Nobody Watches Anything

Here’s a reason why TV ratings have become more interesting in recent years: paradoxically, it’s because hardly anyone watches broadcast TV any more by comparison with previous eras. Television audiences are still large overall, and a major event (usually sports) can still pull in an old-fashioned mass audience, but cable has been chipping away at broadcast viewership since at least the ’80s, along with all the other things (VCRs, DVRs, the internet, more competitive networks). Whether the smaller audience have improved the quality of broadcast TV is another question (unlike cable programming, which obviously did improve since the early ’90s); probably it’s allowed some shows to survive that would once have been marginal, but it’s more likely that the standard for what constitutes marginal ratings have simply changed, and what was getting 9 million viewers in 1994 would be getting something like a third of that today. But the increasingly competitive world of TV and the famous fragmentation of the audience has made ratings more fun to follow. Instead of every show, even the failures, getting unimaginably huge numbers, we’re down to a point where the failures get amusingly low numbers – and we may soon reach the point where some broadcast shows get overall audiences that would be low by cable standards.

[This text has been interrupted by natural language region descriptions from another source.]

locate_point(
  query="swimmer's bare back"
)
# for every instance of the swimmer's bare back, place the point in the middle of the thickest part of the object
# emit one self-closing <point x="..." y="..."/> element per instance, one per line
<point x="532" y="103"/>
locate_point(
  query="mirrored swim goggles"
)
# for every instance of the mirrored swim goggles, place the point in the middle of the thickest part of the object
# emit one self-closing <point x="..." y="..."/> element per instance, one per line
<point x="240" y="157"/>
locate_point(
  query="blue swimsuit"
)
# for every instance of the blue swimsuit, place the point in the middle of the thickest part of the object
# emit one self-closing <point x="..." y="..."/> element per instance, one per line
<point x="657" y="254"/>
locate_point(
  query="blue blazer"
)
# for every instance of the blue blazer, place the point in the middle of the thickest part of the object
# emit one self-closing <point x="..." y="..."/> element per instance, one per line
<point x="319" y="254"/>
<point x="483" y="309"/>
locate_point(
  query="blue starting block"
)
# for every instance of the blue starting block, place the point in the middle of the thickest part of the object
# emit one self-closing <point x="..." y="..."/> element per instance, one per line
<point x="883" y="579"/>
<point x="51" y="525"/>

And because the overall numbers are low, that focuses attention more on demographics, analyzing what the ratings really mean when you look at a show’s performance with young viewers. It was supposedly ABC, the perennial third-place network in the ’60s, that really pushed the idea of focusing on the 18-49 demographic, and they did it because they couldn’t yet compete with NBC and CBS in terms of overall viewers. While it can’t be fun for a show’s producers to hear that certain viewers don’t count (and not only older viewers: Glee‘s ratings would probably look better if kids and teens counted in the Demo), it does make it more interesting to analyze: there are more ways for a TV show to succeed than just pulling in some gigantic number of viewers. The focus on the 18-49 demo may not be the best thing for broadcast, as networks have started to notice – though it’s doubtful that advertisers will snap up the network executives’ ideas for commercials aimed at older people. But there’s not much doubt that the list of top shows in the 18-49 bracket is a bit more varied than the list of top shows overall.

So while, like I said before, my own interest in ratings has gone down this season (and it’s not out of the question that DVR and online numbers could eventually be more fully incorporated into overall ratings, thus increasing viewership numbers again), I think the overall interest in these numbers is going to keep going up as the broadcast audiences keep getting smaller. It’s somehow more fun to watch networks fight over a shrinking pie, and argue about which one “really” has the biggest piece.

Of course, last night the real interest on TV, despite the strong ABC lineup (Suburgatory and Revenge are among the few new shows that are showing promise), was baseball: watching it on TV, following it on the internet, wherever. Sports are still the biggest events on television.